Baseado na ideia de que o lobo frontal, como centro do psiquismo, era o lugar onde se encontram grupos celulares organizados por diversas conexões, Egas Moniz acreditava que doentes com comportamentos obsessivos ou psicóticos eram alvo de circuitos fixos e não controláveis. Terá dito que  “as perturbações mentais estão em relação com a formação de agrupamentos célulo-conectivos, que se tornam mais ou menos fixos”. Se por um lado o homem comum poderia ter pensamentos psicóticos de forma transitória, o doente psiquiátrico teria esses mesmos pensamentos de forma constante e incontrolável. A ideia não foi de perto rocket science – se são esses pseudo-percursos a fonte do problema, há que bloqueá-los. A primeira leucotomia terá sido realizada em 1935, consistindo na inserção de um instrumento – o leucótomo – para dentro do cérebro, interrompendo as conexões cerebrais interpretadas como patológicas.

 

Leucótomo.

Após a introdução da técnica nos EUA por Walter Freeman, o seu uso aumentou substancialmente durante as décadas de 40 e 50, tendo chegado a cerca de 20.000 leucotomias apenas nos EUA em 1951. Este procedimento de 5 minutos foi utilizado com esta magnitude pela aparente axiomática razão de que a alternativa seria sempre pior.

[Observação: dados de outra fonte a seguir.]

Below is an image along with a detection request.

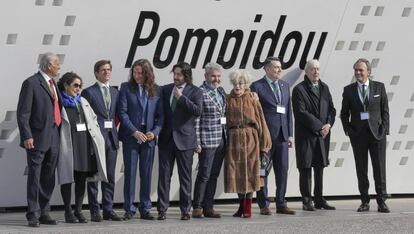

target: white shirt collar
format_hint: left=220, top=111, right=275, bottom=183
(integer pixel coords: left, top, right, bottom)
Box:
left=357, top=79, right=369, bottom=88
left=96, top=80, right=110, bottom=88
left=39, top=70, right=52, bottom=84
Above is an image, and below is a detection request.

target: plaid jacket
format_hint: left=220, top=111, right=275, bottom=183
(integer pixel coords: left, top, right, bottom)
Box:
left=196, top=82, right=226, bottom=148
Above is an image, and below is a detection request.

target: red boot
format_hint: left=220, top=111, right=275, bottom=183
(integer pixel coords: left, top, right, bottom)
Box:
left=243, top=198, right=252, bottom=218
left=233, top=198, right=244, bottom=218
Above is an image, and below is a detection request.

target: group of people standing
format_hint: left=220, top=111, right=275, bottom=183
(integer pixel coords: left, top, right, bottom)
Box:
left=17, top=53, right=389, bottom=227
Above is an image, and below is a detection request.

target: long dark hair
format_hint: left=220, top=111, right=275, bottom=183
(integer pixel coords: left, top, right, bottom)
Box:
left=171, top=62, right=193, bottom=84
left=128, top=59, right=157, bottom=97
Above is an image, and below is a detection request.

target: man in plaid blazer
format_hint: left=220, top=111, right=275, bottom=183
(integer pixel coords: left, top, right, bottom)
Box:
left=192, top=63, right=226, bottom=218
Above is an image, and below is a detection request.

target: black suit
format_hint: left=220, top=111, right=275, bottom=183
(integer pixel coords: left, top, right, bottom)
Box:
left=157, top=84, right=203, bottom=213
left=292, top=76, right=336, bottom=204
left=82, top=83, right=119, bottom=215
left=341, top=80, right=389, bottom=204
left=17, top=72, right=61, bottom=219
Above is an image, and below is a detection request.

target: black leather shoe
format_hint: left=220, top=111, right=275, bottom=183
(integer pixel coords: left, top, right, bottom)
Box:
left=157, top=211, right=167, bottom=220
left=302, top=202, right=315, bottom=211
left=378, top=203, right=390, bottom=213
left=74, top=211, right=88, bottom=223
left=103, top=212, right=122, bottom=221
left=357, top=203, right=369, bottom=212
left=124, top=211, right=134, bottom=220
left=39, top=215, right=57, bottom=225
left=27, top=218, right=40, bottom=227
left=141, top=212, right=154, bottom=220
left=65, top=212, right=78, bottom=223
left=91, top=214, right=102, bottom=223
left=181, top=213, right=190, bottom=220
left=315, top=202, right=336, bottom=210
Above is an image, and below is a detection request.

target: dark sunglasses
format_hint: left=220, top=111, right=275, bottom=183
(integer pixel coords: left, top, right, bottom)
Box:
left=72, top=83, right=82, bottom=89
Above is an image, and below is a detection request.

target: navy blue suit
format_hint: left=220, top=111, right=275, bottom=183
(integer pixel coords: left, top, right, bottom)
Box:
left=118, top=82, right=164, bottom=214
left=17, top=72, right=61, bottom=220
left=250, top=77, right=293, bottom=208
left=157, top=84, right=203, bottom=213
left=82, top=83, right=119, bottom=214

Os supostos resultados extraordinários resumiam-se ao facto de os doentes efetivamente saírem da sala operatória pelo seu próprio pé, e sem episódios psicóticos ou outros no pós-operatório. O que inicialmente não parecia tão óbvio é que os doentes nunca seriam realmente os mesmos. Os efeitos da cirurgia reduziam a complexidade da vida psíquica – a espontaneidade, responsividade, self-awareness e controlo eram reduzidos. Se uma questão a colocar na altura fosse o que seria uma pessoa após a ruína da sua vertente social, talvez as várias demonstrações após esta cirurgia fossem um exemplo.

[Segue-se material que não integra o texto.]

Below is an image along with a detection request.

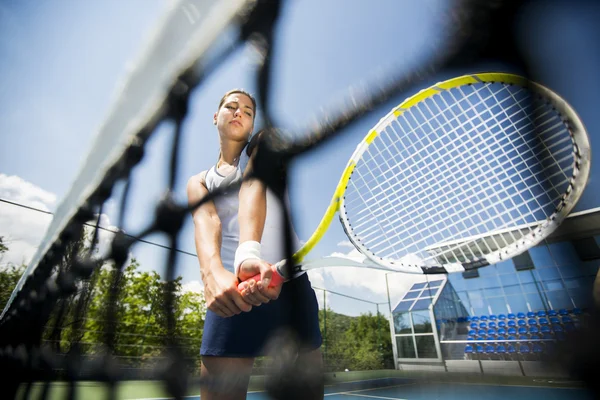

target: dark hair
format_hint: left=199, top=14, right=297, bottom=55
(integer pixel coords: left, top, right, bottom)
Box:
left=217, top=89, right=256, bottom=115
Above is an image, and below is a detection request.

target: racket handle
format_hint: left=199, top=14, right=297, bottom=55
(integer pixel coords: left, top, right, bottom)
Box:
left=238, top=265, right=285, bottom=290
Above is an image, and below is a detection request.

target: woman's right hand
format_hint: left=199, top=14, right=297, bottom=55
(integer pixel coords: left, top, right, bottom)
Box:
left=204, top=267, right=252, bottom=318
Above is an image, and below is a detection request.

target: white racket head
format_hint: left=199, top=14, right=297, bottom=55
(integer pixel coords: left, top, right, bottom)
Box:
left=340, top=73, right=591, bottom=273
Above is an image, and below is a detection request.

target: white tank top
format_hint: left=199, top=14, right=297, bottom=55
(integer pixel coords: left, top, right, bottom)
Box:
left=205, top=149, right=299, bottom=272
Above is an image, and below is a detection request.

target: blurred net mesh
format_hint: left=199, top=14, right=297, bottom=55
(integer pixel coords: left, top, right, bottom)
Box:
left=0, top=0, right=596, bottom=398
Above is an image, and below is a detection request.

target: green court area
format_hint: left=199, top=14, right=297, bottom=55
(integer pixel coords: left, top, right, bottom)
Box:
left=17, top=370, right=593, bottom=400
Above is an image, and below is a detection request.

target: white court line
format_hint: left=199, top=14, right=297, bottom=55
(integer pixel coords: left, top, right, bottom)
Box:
left=325, top=382, right=415, bottom=400
left=340, top=392, right=407, bottom=400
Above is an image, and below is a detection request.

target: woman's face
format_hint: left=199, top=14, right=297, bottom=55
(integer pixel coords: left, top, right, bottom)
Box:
left=213, top=93, right=254, bottom=142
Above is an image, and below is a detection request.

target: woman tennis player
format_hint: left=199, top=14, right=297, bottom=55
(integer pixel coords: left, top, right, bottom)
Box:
left=187, top=89, right=323, bottom=400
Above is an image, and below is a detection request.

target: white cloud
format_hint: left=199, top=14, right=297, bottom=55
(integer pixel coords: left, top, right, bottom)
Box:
left=0, top=174, right=56, bottom=264
left=181, top=281, right=204, bottom=293
left=338, top=240, right=354, bottom=249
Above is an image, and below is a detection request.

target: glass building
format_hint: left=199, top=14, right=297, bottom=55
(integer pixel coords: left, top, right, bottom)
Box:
left=390, top=209, right=600, bottom=364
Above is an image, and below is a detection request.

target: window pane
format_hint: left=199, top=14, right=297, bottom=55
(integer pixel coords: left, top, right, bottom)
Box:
left=523, top=283, right=541, bottom=293
left=546, top=290, right=573, bottom=310
left=538, top=267, right=560, bottom=281
left=411, top=299, right=431, bottom=310
left=499, top=271, right=519, bottom=286
left=488, top=297, right=508, bottom=314
left=558, top=264, right=583, bottom=279
left=496, top=260, right=515, bottom=274
left=415, top=335, right=437, bottom=358
left=529, top=245, right=554, bottom=268
left=543, top=279, right=564, bottom=290
left=548, top=242, right=579, bottom=265
left=411, top=311, right=433, bottom=333
left=525, top=293, right=546, bottom=311
left=429, top=280, right=444, bottom=287
left=506, top=294, right=527, bottom=314
left=394, top=300, right=415, bottom=312
left=517, top=271, right=534, bottom=283
left=513, top=251, right=534, bottom=271
left=396, top=336, right=417, bottom=358
left=410, top=282, right=427, bottom=290
left=394, top=313, right=412, bottom=334
left=404, top=291, right=421, bottom=300
left=504, top=285, right=522, bottom=296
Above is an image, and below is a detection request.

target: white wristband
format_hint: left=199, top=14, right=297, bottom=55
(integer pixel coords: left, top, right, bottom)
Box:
left=233, top=240, right=260, bottom=276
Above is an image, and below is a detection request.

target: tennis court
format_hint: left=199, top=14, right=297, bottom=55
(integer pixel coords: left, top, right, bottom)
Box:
left=21, top=370, right=593, bottom=400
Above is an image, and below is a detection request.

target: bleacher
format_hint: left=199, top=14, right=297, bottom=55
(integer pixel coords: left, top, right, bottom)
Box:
left=452, top=308, right=583, bottom=360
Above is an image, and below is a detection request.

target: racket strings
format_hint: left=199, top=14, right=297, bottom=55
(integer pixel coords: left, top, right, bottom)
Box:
left=345, top=85, right=573, bottom=266
left=349, top=93, right=568, bottom=234
left=362, top=117, right=560, bottom=262
left=349, top=84, right=552, bottom=216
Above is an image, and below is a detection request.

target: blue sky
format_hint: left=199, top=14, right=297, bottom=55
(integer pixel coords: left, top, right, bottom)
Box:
left=0, top=0, right=600, bottom=313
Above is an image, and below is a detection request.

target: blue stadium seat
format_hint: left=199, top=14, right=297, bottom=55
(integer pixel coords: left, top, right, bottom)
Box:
left=531, top=343, right=544, bottom=354
left=529, top=325, right=540, bottom=333
left=540, top=325, right=552, bottom=333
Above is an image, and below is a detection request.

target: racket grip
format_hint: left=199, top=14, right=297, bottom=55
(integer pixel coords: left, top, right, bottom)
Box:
left=238, top=265, right=285, bottom=290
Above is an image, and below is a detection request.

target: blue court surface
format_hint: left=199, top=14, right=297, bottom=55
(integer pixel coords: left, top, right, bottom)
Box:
left=127, top=378, right=593, bottom=400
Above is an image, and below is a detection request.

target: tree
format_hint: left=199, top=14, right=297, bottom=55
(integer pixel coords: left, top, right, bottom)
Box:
left=0, top=236, right=25, bottom=309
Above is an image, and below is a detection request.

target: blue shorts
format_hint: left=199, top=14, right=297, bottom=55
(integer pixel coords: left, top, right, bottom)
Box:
left=200, top=274, right=322, bottom=357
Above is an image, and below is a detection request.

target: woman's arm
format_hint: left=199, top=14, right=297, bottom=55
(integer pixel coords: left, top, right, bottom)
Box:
left=187, top=172, right=252, bottom=317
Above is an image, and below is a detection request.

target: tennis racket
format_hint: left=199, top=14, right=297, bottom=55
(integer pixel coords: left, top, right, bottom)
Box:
left=241, top=73, right=591, bottom=285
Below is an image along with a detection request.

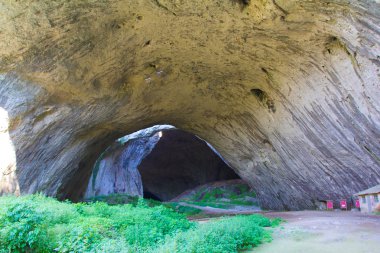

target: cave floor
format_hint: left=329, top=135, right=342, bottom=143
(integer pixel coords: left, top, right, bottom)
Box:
left=248, top=211, right=380, bottom=253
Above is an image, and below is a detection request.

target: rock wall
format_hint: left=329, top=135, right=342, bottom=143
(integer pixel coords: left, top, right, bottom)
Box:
left=138, top=130, right=239, bottom=201
left=0, top=0, right=380, bottom=209
left=84, top=126, right=239, bottom=201
left=83, top=131, right=160, bottom=198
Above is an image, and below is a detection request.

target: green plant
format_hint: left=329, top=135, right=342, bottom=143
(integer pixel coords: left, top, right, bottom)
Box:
left=0, top=195, right=275, bottom=253
left=158, top=215, right=271, bottom=253
left=0, top=201, right=44, bottom=252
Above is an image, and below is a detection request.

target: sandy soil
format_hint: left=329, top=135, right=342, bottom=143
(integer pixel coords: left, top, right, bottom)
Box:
left=249, top=211, right=380, bottom=253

Atualmente, podemo-nos contentar com o facto de já não contactarmos com este tipo consequências, mas se a curiosidade ou a dificuldade de imaginação o motivar, basta revisitar a performance de Jack Nicholson na longa metragem de Milos Forman, “One Flew Over The Cuckoo’s Nest”. Uma nova visita para os leitores que muito bem conhecem, uma obrigatória primeira visualização aos que desconhecem – é a enfrentar um bom exemplo que somos obrigados a refletir na complexidade bizarra deste estado dicotómico: corpo é tudo, mente é nada.

Jack Nicholson em “One Flew Over The Cuckoo’s Nest”.